Discussion
To our knowledge, there has no previous review of literature reporting on mediastinal cystic teratoma with pleural effusion. We find that mature teratoma with pleural effusion presented a high proportion in female patients during their young adult life. However, the literature search demonstrates the occurrence of mature teratoma with pleural effusion in patients as young as at 25 weeks of gestation and as old as 51 years.9–62 Respiratory symptoms are predominant and not specific which has led often to a delay in the diagnosis for as long as 2 years.9–11,19,20,22,28,30,32–61 The majority of studies were reported in high-income countries.
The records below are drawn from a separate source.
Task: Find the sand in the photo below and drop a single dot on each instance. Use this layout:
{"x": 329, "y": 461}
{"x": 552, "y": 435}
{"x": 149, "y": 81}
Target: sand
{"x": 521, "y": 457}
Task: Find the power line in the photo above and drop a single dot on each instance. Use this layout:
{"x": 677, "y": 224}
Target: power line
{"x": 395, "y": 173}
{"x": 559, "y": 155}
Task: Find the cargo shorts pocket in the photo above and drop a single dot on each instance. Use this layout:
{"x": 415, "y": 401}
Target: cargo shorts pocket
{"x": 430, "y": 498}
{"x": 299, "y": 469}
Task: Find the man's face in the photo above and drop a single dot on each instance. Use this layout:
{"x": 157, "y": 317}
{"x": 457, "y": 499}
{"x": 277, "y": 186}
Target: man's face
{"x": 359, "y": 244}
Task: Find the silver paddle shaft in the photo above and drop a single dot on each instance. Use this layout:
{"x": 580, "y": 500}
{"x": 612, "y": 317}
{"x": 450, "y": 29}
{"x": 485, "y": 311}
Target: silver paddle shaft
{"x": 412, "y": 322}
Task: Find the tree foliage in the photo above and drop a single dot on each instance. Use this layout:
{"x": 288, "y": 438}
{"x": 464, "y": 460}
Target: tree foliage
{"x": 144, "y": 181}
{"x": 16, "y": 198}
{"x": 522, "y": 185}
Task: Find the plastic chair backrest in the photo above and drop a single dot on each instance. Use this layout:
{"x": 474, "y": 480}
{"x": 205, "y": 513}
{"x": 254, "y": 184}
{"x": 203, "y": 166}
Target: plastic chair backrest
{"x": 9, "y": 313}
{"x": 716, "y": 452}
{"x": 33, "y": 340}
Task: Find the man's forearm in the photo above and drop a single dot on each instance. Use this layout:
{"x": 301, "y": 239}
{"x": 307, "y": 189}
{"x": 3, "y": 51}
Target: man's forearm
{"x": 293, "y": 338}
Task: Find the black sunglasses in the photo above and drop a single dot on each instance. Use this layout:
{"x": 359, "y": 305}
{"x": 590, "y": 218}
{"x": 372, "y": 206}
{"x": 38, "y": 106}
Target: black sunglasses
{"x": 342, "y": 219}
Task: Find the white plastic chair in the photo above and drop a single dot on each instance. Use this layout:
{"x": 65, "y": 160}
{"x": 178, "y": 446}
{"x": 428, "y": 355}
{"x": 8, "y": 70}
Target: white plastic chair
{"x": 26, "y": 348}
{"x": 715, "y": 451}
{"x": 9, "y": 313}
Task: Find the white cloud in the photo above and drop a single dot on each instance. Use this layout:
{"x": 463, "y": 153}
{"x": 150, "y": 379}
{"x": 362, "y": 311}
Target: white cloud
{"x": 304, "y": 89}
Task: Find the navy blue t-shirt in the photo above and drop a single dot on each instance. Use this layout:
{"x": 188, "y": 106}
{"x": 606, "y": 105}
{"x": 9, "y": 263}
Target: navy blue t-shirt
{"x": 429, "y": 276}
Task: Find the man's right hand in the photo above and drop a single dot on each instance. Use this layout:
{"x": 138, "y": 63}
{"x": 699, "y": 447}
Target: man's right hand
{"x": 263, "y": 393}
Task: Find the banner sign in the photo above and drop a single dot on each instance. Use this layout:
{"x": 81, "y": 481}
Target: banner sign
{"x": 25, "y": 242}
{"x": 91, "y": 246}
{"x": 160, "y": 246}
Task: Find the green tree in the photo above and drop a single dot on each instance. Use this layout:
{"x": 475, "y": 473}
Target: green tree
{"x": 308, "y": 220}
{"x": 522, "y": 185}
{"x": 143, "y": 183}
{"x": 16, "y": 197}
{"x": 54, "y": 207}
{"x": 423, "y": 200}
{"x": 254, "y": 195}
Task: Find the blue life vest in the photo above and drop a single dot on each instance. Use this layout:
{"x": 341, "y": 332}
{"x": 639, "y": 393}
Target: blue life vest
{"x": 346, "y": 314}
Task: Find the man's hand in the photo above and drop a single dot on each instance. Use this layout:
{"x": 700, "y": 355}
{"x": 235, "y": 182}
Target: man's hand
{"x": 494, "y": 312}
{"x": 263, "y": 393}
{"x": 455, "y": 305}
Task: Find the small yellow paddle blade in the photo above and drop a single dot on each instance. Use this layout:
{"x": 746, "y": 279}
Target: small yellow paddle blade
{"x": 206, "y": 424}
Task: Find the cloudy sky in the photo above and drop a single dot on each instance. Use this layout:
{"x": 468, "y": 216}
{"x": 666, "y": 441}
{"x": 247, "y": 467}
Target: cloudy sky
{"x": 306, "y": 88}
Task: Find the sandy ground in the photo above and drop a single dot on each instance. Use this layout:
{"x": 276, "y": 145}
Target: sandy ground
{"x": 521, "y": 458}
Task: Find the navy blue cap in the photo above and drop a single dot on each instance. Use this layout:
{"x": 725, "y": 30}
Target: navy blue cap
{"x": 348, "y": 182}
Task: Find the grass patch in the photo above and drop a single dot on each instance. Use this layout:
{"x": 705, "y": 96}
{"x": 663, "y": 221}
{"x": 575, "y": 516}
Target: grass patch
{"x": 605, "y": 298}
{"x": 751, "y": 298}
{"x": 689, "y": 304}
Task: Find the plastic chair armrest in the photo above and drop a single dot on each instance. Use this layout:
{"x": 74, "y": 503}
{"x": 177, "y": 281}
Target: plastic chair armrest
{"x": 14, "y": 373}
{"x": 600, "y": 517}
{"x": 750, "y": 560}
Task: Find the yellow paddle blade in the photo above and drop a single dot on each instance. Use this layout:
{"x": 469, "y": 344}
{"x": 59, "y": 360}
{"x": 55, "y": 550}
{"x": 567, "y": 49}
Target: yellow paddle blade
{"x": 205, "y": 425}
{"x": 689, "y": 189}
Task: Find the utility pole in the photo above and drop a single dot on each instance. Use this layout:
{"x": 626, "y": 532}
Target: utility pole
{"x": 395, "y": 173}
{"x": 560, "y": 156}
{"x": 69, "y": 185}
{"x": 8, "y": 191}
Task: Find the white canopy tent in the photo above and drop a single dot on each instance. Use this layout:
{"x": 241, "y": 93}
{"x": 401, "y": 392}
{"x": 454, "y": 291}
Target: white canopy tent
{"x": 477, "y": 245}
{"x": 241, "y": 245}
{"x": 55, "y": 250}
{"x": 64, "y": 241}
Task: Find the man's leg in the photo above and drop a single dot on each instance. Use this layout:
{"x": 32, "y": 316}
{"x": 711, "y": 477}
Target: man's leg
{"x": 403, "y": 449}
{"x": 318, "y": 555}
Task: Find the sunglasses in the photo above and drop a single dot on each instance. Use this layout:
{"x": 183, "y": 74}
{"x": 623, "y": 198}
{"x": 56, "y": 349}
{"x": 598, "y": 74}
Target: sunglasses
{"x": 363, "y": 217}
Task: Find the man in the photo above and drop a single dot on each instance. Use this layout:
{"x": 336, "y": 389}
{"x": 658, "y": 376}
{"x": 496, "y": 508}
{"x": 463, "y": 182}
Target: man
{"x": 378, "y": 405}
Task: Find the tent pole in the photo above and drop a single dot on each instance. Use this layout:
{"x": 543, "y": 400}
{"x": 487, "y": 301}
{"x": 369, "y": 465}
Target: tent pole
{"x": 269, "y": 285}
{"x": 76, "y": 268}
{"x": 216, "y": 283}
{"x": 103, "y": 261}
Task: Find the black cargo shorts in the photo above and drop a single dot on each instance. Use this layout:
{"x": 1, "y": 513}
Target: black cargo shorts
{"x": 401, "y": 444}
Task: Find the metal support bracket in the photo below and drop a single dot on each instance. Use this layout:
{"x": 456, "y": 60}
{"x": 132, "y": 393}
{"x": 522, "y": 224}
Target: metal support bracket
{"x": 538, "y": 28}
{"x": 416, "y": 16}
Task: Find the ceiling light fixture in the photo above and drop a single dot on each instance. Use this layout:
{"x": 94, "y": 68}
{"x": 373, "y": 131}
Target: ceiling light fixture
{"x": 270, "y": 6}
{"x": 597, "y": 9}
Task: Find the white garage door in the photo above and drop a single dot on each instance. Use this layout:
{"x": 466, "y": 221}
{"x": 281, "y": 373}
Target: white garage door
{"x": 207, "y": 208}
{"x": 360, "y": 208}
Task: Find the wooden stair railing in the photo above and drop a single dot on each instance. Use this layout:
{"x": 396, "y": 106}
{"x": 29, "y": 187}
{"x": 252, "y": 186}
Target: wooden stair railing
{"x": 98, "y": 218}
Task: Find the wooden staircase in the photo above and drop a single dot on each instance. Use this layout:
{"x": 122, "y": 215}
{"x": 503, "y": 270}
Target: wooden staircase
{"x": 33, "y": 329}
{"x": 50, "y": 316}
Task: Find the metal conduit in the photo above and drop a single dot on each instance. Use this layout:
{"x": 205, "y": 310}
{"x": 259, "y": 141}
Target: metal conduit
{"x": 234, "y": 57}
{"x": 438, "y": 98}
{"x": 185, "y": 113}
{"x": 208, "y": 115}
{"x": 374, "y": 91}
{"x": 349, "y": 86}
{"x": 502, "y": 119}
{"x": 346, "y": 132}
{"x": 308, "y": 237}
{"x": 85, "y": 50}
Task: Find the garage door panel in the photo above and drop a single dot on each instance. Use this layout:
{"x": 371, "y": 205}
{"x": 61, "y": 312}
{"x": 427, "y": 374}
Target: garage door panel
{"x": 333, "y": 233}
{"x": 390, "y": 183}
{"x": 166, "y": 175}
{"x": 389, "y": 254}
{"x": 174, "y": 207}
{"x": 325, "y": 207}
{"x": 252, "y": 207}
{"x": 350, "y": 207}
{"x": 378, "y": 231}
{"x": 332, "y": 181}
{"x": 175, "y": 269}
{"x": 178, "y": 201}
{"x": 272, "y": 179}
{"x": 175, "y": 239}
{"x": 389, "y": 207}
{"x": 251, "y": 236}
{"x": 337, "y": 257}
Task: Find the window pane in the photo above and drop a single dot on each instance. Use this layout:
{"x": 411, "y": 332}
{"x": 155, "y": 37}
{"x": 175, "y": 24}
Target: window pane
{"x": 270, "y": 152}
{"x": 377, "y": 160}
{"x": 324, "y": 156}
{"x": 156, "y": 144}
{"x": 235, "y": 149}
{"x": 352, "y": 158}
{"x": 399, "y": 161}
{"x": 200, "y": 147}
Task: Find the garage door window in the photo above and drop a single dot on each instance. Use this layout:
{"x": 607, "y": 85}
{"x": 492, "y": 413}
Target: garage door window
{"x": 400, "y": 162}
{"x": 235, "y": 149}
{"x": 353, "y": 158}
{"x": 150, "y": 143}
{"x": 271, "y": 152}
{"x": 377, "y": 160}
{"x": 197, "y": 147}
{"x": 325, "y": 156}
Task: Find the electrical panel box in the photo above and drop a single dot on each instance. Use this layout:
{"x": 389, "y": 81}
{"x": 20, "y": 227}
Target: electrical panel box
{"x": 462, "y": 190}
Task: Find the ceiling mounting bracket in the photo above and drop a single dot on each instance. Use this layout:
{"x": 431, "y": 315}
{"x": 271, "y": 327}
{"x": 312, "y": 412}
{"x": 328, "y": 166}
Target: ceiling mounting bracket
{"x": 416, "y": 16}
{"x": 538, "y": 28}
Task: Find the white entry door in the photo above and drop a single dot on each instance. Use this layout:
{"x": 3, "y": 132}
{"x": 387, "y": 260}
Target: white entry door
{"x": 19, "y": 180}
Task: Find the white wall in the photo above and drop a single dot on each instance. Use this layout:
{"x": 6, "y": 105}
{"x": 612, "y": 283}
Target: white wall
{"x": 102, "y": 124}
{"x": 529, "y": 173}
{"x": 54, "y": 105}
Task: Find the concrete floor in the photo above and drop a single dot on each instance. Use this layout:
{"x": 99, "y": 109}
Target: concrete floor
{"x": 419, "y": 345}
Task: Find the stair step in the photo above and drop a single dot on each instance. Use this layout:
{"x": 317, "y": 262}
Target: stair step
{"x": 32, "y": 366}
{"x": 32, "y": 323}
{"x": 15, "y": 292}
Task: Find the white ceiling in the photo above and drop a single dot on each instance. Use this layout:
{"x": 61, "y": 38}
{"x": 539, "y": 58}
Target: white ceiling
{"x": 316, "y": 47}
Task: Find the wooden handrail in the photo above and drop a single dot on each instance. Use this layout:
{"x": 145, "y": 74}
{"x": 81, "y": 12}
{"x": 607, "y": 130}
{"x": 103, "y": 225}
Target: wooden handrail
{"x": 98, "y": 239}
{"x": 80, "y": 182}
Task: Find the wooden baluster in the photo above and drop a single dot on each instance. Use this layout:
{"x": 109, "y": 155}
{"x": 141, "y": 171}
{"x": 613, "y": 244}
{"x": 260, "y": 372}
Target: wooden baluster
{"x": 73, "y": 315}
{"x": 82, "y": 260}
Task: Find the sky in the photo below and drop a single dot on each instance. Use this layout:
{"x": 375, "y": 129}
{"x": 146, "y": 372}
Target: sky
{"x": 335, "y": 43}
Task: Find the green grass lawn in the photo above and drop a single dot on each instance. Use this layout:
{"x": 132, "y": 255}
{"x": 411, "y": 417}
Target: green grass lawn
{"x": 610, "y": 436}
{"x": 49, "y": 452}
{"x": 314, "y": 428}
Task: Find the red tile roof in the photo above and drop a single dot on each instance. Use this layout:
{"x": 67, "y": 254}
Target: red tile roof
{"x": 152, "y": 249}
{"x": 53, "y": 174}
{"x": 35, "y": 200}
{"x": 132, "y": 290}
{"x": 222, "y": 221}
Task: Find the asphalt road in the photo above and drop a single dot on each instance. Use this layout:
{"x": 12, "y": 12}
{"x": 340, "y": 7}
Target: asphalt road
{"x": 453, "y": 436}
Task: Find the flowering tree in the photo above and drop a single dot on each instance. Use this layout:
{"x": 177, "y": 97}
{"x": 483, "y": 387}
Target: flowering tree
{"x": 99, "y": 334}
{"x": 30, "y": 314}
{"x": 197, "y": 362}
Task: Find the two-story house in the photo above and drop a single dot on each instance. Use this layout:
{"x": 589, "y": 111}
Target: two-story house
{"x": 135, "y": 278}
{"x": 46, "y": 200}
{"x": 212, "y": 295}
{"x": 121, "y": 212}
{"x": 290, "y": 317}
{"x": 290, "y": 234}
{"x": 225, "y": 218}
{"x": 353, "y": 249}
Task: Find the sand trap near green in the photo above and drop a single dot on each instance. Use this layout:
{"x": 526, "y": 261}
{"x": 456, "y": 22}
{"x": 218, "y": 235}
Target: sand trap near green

The requirement for the diagnosis to be made by CT scan and histopathology might explain the fact that such diagnosis is mostly reported in high-income countries. Tissues found in the tumour appeared mostly immature and of ovarian and pancreatic origin. Except from cases that presented complications, the duration of hospitalisation was short with variable lengths of follow-up periods. Complications related to infections and metastases were reported in less than 10 cases. Relapses occurred for some cases and death was a rare outcome and was reported in 10 cases due to respiratory complications essentially.17,22,24,32
The major strength of our study is the systematic search of the literature and the number of the cases reported. This will allow a more systematic assessment of the prevalence of the disease and could raise awareness among clinician from low and middle-income countries in particular. Our results have highlighted a substantial proportion of cases from low-income settings. Ascertainment misclassification following difficulties to diagnose mediastinal cystic teratoma might preside on the wrong impression of its rarity in poor settings. Regarding the high burden of respiratory infection diseases in such a region, clinicians might consider mediastinal tumours after an attempt to treat an infection disease not specified otherwise.
Although a systematic search of literature through Medline, among limitations of our study are the non-systematic search of ≥3 databases and the exclusion of studies without full-texts. Another limitation was related to the nature of the study that reported only on cases thus not representative of the populations from which the cases came from. However, the review has highlighted the need to consider such a differential diagnosis when assessing a patient with signs of pleural effusion especially in early childhood or young adult life.